# Ways to reduce high dimensional data for visualization

I'm working on a 2D physical simulation and I am collecting data in time at several points. These discrete points are along vertical lines, with multiple lines in the axial direction. This makes the dataset effectively 4D.

For instance, let's assume I have collection points at (X,Y) coordinates of:

• (0,0), (1,0), (2,0)
• (0,1), (1,1), (2,1)
• (0,2), (1,2), (2,2)

and at each point I am collecting $\{P,T,U,V\}$ where $P$ is pressure, $T$ is temperature, $U,V$ are the X- and Y-components of velocity. At each iteration of the simulation, these variables are stored for all 9 collection points. So all my data is continuous in time at each discrete point in space.

For example, the data for a single point would look like:

I am interested in showing, say, Pressure at all points for all times to show vertical and axial waves. If I were to do this along a single line (either vertical or axial), I could use a waterfall plot with axes (Y, time, Pressure). But if I have 3 vertical lines and 3 axial lines, this would be 6 waterfall plots to get a complete picture of the wave motion in both directions. The spatial coordinates are discrete variables while the field (in this case Pressure) and time are continuous.

In the above figures for example, the large pressure peak at $t\approx0.000125$ could be traveling in the X or Y direction.
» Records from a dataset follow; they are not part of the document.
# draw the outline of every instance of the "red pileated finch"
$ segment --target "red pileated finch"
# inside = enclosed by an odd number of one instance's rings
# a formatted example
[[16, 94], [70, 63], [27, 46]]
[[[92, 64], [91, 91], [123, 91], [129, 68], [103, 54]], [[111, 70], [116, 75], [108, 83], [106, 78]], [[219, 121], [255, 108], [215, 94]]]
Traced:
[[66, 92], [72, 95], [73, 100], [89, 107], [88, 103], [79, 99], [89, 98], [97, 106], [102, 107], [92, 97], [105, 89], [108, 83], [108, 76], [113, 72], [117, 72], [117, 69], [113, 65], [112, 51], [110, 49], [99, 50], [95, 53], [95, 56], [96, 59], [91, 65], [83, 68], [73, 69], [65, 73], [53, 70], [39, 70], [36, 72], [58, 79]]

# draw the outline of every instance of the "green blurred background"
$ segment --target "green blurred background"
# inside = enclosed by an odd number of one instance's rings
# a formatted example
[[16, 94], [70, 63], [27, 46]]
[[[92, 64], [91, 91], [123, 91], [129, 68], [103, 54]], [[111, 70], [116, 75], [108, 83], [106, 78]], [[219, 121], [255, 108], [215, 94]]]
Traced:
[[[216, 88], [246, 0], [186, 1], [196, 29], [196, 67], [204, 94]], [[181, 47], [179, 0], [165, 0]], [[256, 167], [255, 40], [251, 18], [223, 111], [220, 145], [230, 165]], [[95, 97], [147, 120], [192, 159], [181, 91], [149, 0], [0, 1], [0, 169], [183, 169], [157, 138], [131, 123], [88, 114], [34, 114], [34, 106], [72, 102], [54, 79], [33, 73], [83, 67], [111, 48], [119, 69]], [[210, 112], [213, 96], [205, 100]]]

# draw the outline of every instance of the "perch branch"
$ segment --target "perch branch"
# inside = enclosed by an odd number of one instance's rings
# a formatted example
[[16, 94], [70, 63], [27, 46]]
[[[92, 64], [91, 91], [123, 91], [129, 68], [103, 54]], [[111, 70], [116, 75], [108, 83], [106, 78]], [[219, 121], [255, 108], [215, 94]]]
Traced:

Is there a method to show them all at once? Usually color can be added to make a "fourth" dimension visible, but is there another possible approach? I plan on plotting it as many ways as possible to see if anything reveals information others don't, so please pitch any ideas.

What if the simulation were 3D and I had a 5D resulting dataset? Does that change the possible visualization methods?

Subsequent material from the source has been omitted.